25 August 2009

13-year old girls...

... are different from the way they were when I was 13 years old. This morning I heard a report on BBC radio about a controversy currently brewing in the Netherlands regarding whether 13-year-old Laura Decker should be permitted to sail around the world - alone.

Her parents support her in this decision, which would break the world record for the youngest person to accomplish such a feat (current record by a 17-year-old). She would need to miss two years of school, and she would sail without any support vessels beside/behind her. The Dutch public is reportedly split on this issue; many support her, while others consider it too dangerous and equivalent to child neglect.

TYWKIWDBI won't take any stand on this girl's situation, but the story reminded me of an item I read in my high school's alumni bulletin, regarding a young girl whom I'll just identify with initials here: "C--- K--- '15... won the 2009... Skating Competition. In her long program, K--- successfully landed seven double jumps, including a double-lutz, double-toe loop combination jump."

If she's in the class of 2015, she would also be 12-13 years old. For comparison, Dorothy Hamill and Peggy Fleming won Olympic figure skating gold medals without doing any double jumps. Now a 13-year-old does seven double jumps for just a regional competition. I'm sure the analogy could be extended to many other sports.

Update: The Dutch girl is now "under state care" for two months while an evaluation is underway, which prevents her from beginning the voyage.


  1. It's one thing to have adults competent to make their own choices spurn each other on in the spirit of competition. It's quite another to have a child, not considered old enough to even vote, have to feel the pressure (even if they are compliant) of such public-driven judgments. They have no context as to what sacrifices they are truly making regarding their physical and emotional well-being.
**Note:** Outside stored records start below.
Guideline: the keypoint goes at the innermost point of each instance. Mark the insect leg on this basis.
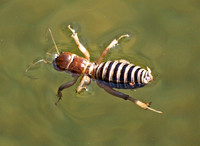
(64, 86)
(112, 44)
(85, 80)
(126, 97)
(80, 46)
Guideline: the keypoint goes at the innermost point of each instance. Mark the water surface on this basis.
(164, 36)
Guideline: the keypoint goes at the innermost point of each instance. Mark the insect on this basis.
(118, 74)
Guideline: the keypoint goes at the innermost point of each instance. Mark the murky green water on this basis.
(164, 36)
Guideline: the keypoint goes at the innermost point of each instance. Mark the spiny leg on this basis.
(80, 46)
(64, 86)
(30, 66)
(112, 44)
(85, 80)
(126, 97)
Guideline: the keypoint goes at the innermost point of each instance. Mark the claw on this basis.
(146, 106)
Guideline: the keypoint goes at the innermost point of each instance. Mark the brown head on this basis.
(62, 61)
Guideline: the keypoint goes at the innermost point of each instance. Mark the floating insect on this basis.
(118, 74)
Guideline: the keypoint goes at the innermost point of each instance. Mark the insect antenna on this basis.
(54, 41)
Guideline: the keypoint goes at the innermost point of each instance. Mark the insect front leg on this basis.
(80, 46)
(112, 44)
(126, 97)
(85, 80)
(64, 86)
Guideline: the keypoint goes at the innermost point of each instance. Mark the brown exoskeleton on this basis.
(108, 75)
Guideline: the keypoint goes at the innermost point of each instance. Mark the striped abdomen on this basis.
(120, 75)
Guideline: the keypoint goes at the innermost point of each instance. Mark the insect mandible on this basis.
(118, 74)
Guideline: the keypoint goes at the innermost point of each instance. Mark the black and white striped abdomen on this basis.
(120, 74)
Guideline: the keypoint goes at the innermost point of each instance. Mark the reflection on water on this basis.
(164, 36)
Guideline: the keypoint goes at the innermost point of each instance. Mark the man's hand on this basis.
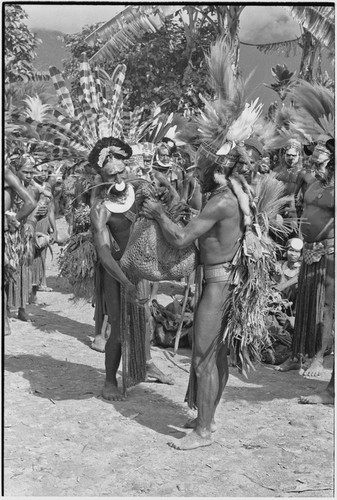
(41, 210)
(12, 222)
(152, 209)
(131, 295)
(29, 230)
(53, 238)
(164, 194)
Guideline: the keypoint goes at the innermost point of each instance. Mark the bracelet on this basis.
(31, 222)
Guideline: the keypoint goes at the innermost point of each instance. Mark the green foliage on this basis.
(76, 45)
(283, 80)
(20, 44)
(164, 65)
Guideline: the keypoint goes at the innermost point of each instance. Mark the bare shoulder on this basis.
(223, 204)
(99, 214)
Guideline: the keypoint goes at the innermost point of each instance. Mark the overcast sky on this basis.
(259, 24)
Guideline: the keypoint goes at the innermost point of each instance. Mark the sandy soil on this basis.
(62, 439)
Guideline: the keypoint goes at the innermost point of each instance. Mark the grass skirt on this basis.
(38, 268)
(132, 327)
(307, 338)
(19, 290)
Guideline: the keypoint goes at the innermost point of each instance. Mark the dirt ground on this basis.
(62, 439)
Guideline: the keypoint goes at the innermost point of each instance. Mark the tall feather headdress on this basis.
(227, 120)
(310, 119)
(78, 122)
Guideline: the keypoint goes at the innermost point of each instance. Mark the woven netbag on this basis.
(149, 256)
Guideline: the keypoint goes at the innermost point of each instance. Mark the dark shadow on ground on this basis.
(48, 321)
(63, 380)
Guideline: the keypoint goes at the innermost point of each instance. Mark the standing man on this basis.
(288, 172)
(13, 245)
(219, 229)
(112, 214)
(315, 299)
(44, 226)
(19, 293)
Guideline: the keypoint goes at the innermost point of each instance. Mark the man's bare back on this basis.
(221, 242)
(318, 213)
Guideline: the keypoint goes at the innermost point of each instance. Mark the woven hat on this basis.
(295, 244)
(227, 120)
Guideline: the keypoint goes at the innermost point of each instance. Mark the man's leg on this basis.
(316, 367)
(7, 325)
(326, 397)
(211, 365)
(111, 291)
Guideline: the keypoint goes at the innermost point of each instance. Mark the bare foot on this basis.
(289, 364)
(323, 398)
(191, 441)
(191, 424)
(315, 369)
(22, 315)
(8, 330)
(110, 392)
(44, 288)
(153, 372)
(98, 344)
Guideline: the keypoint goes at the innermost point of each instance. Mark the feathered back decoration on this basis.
(80, 121)
(315, 111)
(35, 109)
(227, 119)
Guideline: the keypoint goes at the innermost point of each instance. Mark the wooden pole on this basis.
(178, 334)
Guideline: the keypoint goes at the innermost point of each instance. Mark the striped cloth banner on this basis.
(118, 79)
(117, 130)
(61, 90)
(90, 118)
(87, 82)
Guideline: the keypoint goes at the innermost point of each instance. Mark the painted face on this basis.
(42, 173)
(114, 173)
(264, 166)
(320, 159)
(291, 157)
(25, 174)
(293, 255)
(164, 155)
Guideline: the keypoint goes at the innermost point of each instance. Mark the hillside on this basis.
(51, 51)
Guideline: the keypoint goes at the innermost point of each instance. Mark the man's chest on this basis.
(320, 197)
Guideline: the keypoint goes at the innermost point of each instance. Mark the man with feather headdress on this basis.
(314, 310)
(13, 223)
(225, 233)
(112, 214)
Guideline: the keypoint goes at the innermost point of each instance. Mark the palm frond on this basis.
(318, 20)
(35, 109)
(315, 110)
(127, 28)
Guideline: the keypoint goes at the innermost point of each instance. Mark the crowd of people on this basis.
(204, 203)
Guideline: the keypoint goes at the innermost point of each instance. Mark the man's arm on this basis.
(52, 219)
(99, 217)
(28, 202)
(182, 237)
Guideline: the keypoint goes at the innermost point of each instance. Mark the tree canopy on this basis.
(20, 45)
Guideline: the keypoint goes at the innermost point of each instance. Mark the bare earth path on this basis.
(62, 439)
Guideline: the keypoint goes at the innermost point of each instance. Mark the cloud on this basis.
(267, 24)
(68, 18)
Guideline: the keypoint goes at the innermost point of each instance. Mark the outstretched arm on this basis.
(182, 237)
(99, 216)
(28, 201)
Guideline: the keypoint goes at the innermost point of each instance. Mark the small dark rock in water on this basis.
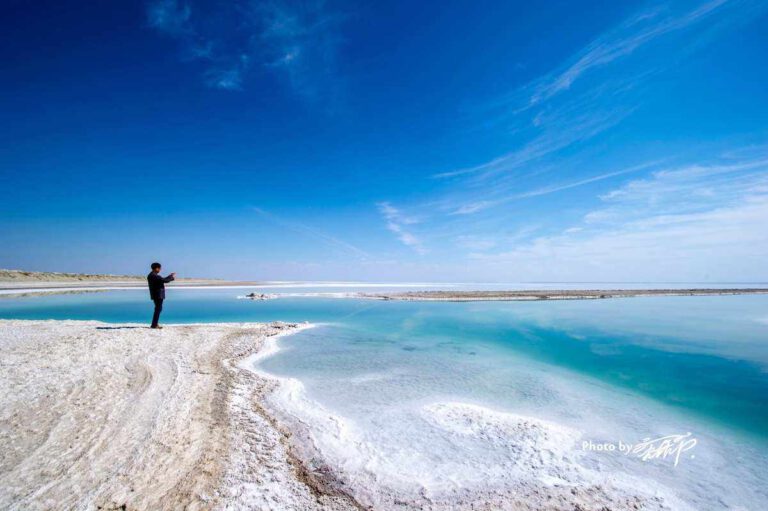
(259, 296)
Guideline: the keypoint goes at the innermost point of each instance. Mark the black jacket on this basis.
(157, 285)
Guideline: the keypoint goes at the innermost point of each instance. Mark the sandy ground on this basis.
(97, 416)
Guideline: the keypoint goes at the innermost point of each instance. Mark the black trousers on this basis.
(158, 310)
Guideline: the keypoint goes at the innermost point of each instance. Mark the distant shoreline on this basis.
(552, 294)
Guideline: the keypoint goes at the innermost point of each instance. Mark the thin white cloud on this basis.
(474, 207)
(170, 16)
(325, 238)
(395, 222)
(697, 222)
(641, 29)
(294, 40)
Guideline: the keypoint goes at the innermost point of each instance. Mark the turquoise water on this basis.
(612, 369)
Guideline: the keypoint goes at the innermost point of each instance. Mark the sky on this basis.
(450, 141)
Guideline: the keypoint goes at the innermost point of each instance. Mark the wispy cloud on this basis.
(696, 222)
(639, 30)
(323, 237)
(397, 222)
(294, 40)
(550, 115)
(475, 207)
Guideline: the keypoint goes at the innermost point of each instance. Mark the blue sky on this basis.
(397, 141)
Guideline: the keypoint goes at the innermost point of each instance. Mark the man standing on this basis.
(157, 290)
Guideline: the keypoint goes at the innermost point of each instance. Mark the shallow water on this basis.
(391, 375)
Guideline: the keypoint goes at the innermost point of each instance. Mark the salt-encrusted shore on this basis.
(100, 416)
(554, 294)
(103, 416)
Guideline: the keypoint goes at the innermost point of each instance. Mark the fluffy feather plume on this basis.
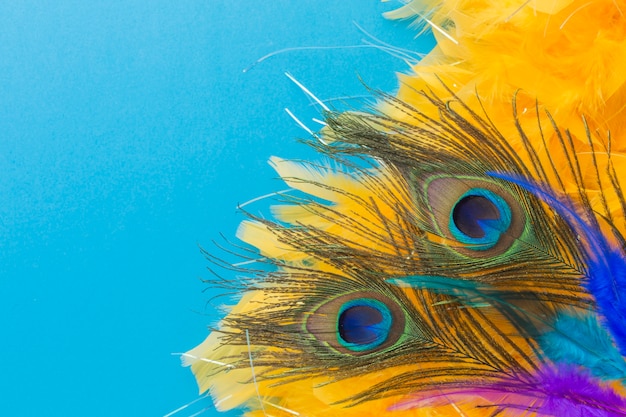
(460, 251)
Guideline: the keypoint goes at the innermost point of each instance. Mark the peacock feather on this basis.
(459, 250)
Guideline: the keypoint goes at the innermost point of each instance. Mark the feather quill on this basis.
(461, 249)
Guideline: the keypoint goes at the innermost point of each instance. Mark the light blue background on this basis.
(128, 135)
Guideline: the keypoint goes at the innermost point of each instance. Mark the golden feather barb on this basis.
(458, 254)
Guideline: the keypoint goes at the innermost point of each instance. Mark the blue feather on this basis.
(579, 339)
(606, 275)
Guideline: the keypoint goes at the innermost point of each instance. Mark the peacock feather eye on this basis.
(358, 323)
(481, 215)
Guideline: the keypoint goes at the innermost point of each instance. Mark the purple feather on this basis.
(554, 391)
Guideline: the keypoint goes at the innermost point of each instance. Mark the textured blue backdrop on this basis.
(128, 134)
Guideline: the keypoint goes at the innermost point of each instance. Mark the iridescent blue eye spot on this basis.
(479, 218)
(363, 324)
At the very least for safety, adult supervision should be required.

  2. I note the trip will be "sponsored," so perhaps the parents will rake in some Euros for endorsements and interviews and a book and etc etc.

    Meanwhile the girl is at risk for rape and murder by pirates.


  3. This is taking the concept of free-range children a bit too far. My oldest at that age, when there was a rapist in the area, insisted she could handle any man. She was 5'3 and weighed about 100 pounds.

  4. i agree that no 13 year old girl should sail around the world alone. that's parental negligence to say the least. if you read the stories of people sailing around the world, there is too much to handle physically, not to mention emotionally.

    however, i am sorry you have the Dorothy Hammil and Peggy Fleming stat a wrong. They both did double axels and all the other double jumps in their Olympic performances.

    American women (and girl) figure skaters have always been precocious. Elaine Zayam was doing triple toes at 12 in the late 70s, and Janet Lynn was landing triple salchow at 12 (in the late 60s).

  5. Re Peggy Fleming at the 1968 Olympics - "She easily won all the first-place votes despite a shaky free-skating program in which she turned a double axel into a single and double-footed the landing of an incomplete double lutz."

    She might have done double axels later in life, but not for her Olympic gold. You can also see it on YouTube.


  6. Ice skaters are right there where their Moms can see them. No way I'd let my 13-year-old travel that far without supervision, even on land.

  7. AMSTERDAM -- Laura Dekker, the 13-year-old girl who wants to sail solo around the world, stays for two months under supervision That the court decided Friday.
    The 13-year-old Laura Dekker is in the center of attention for its plan to sail solo around the world.Laura on her own want to make a solo sailing trip around the world Her parents give her permission, but the child is suspended temporarily from parental authority. Laura tries to settle in New Zealand to avoid any action here.

    The Children's Commissioner in New Zealand warned Friday that they will have problems there. "Laura can now look forward to a similar treatment by the child protection authorities in the Netherlands."